“Bad” Ref

Joe from the Ringside at Skull Island blog recently wrote an article describing his experience working as the referee for this Underground Championship Wrestling (UCW) Tag Team match.  Ever the ethical Baby-Face, Joe wrote: “I can’t review this match because I’m in it. You know, objectivity and shit like that.”    Well, I for one was not involved in the match whatsoever (other than downloading it and beating off to it) so I can and will review it.  Hopefully my analysis is half as sharp, insightful, and well-written as one of Joe’s reviews…

The bad guys are the dudes in the purple speedos — Eli Black in the ballcap above, and Quinn Harper with the goatee beard.  They’ve got tattoos and attitudes, looking like the sort of thugs from the blue collar side of town who would call you out as a “Wussy” back in high school, and then target you for a whole year of cruel physical bullying if they caught even a whiff of weakness or vulnerability on you.  Just the sort of cruel bastards we love to hate when they’re inflicting their abuse on somebody else in the wrestling ring.

The heroes are two friendly choir-boy types in shiny gold trunks who probably get good grades, volunteer, and get up early to go jogging or walk their dog.  Axel is wearing the tiny gold bikini with drawstring laces over the crotch, and Mike Hannigan (nice jobber name) is wearing shiny boy shorts.  I think they only have one tattoo between them — clearly not the rebellious Bad Boys like Quinn and Black, their opponents in this match.

The wrestlers quickly reveal, through their behavior in the ring, that they’re all well-versed in the psychology of Tag Team wrestling.  I can tell these dudes are rassling fans from way back — or have been well trained.  The Heels implement all the great classic tactics to cut the ring in half, isolate the Face-in-Peril (helpless Mike Hannigan), and cheat as much as possible.  They make the match fun by:

  • Pulling their victim’s hand back just before he reaches his partner
  • Complaining about the Good Partner’s actions to distract the ref
  • Working two-against-one whenever the ref turns his back
  • Double-Teaming the jobber each time they trade places in the ring

In a modern mainstream pro wrestling match, you may see three or four illegal actions or vicious two-against-one moves, but in this match, the Heels exaggerate the Double-Teaming, creating an absolute wet dream of Heel Heat for fans of the illegal Tag Team scene (like yours truly).

They don’t seem to pull punches in the UCW — how do they do that without injuring each other?  The Heels are downright brutal on Hannigan — kneeing him in the face, dropping legs across his neck, slamming his ribcage down on the mat, and even biting him!

Any mainstream pro wrestlers who are hoping to make their matches seem more violent and legitimate should really check out some UCW videos, or travel to Philly and get some training from these bad boys.  Their slams and kicks and elbows just sound so stiff and effective, and the tuff Baby-Faces (like Hannigan) somehow just keep coming back for more.

In his blog, Joe laments his lack of skill as referee, writing: “The guys were very supportive of my attempt at playacting the role of rule-enforcer, even when I wasn’t certain what the fuck the rules were.”

Actually, Joe may not know the official (Kayfabe) rules of pro wrestling, but he is very well versed in the unwritten rules.
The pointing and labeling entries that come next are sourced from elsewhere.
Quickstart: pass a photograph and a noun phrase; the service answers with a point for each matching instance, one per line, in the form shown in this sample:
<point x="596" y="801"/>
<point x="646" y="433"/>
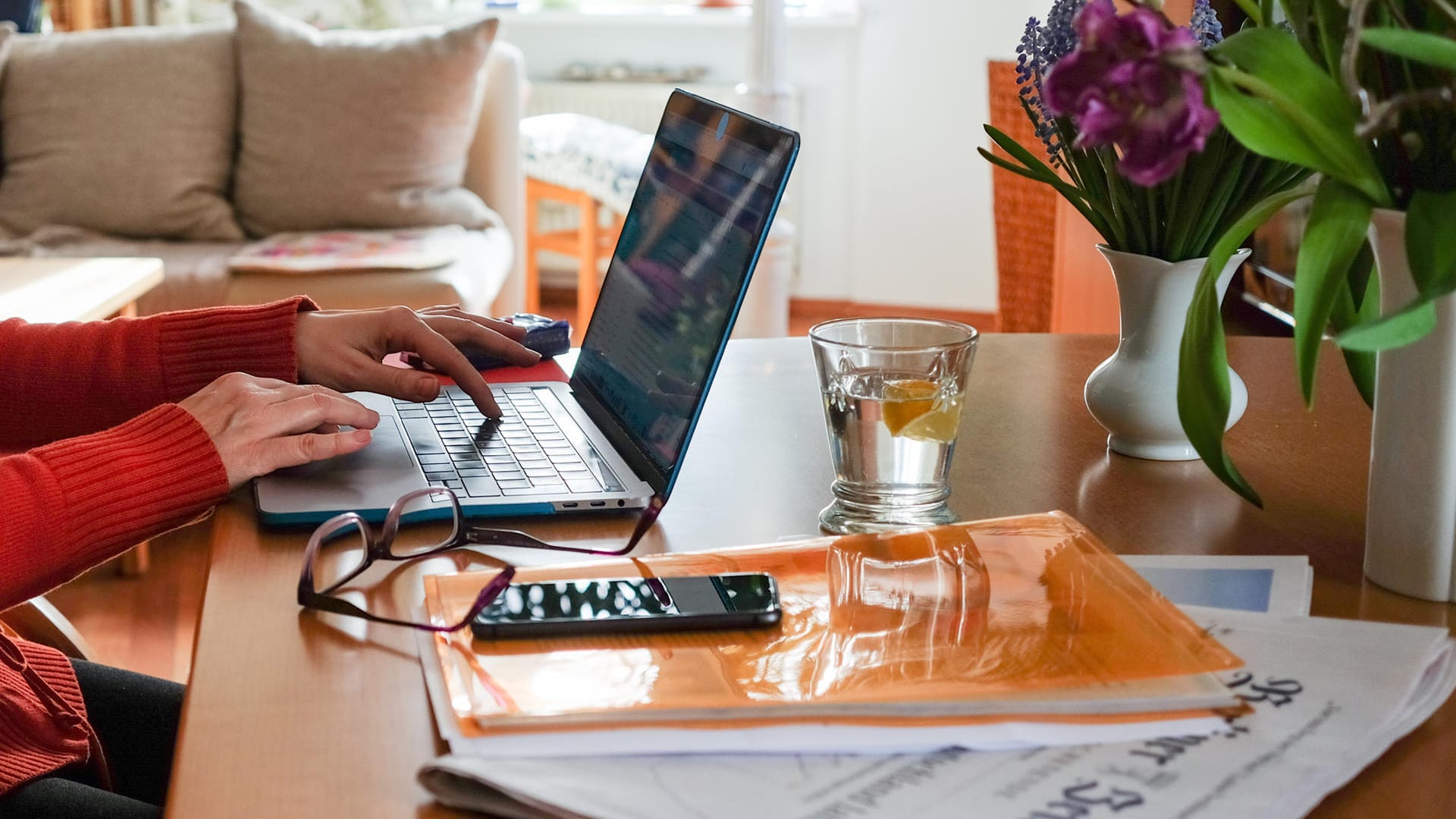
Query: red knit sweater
<point x="111" y="464"/>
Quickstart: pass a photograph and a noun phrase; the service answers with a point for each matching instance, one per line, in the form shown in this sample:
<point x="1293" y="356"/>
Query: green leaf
<point x="1430" y="242"/>
<point x="1304" y="117"/>
<point x="1397" y="330"/>
<point x="1359" y="302"/>
<point x="1260" y="126"/>
<point x="1423" y="47"/>
<point x="1021" y="155"/>
<point x="1060" y="186"/>
<point x="1203" y="359"/>
<point x="1338" y="222"/>
<point x="1251" y="8"/>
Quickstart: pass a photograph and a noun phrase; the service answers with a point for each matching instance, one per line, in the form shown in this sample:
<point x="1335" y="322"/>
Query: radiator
<point x="635" y="105"/>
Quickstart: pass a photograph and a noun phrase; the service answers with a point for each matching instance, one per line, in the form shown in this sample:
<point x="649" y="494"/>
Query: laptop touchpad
<point x="367" y="475"/>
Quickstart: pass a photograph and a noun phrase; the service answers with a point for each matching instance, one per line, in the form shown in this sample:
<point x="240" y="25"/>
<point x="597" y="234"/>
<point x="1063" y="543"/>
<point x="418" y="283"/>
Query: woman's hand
<point x="264" y="425"/>
<point x="344" y="349"/>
He was a “bad” ref, and therefore a very, very good ref, because he:

  • Fell for the villain’s ridiculous distractions every time
  • Focused like a laser beam on keeping good guy Axel out of the ring
  • Failed to enforce the actual rules (on the Heels) with any voracity or consistency

So I think Joe did a fine job as ref.  As I’ve said before, in pro wrestling, the only good referee is a clueless (or blind) referee.

Another thing I want to mention in this rambling review (or whatever it is at this point) — I was quite impressed by the skill level of the wrestlers, especially Quinn Harper.  He and his partner Eli Black used some of my favorite old holds like the Camel Clutch, Body Scissors, Drop Kicks, Clotheslines, Leg Drops Across the Face, Boston Crabs, and even some innovative shit I’ve never seen.

(You wrestlers in the Big Federations better watch your back — these scrappy young pups in the Underground Feds are skillful, eager, and willing to wear much sexier gear. I see no reason why they won’t start cutting into the revenues of the big leagues given the easy accessibility of their product.)

Let’s get back to drooling over Quinn Harper’s skills… At one point, Harper knelt and wrapped his feet up over the face-down jobber’s neck, applying a very unusual Leg Nelson which pressed the poor victim’s face down into the dirty floor.  Then the sadistic SOB licked his thumb and jammed it where the sun don’t shine even if it is always sunny in Philadelphia.  Damn, I love a creative (and cruel) wrestler!

Not to be outdone by his talented “protege”, Eli Black knelt on their boy toy’s face, commented on how his balls were now resting on the other wrestler’s chin, and proceeded to apply the dreaded Ball Grab (and Twist) to the defenseless man.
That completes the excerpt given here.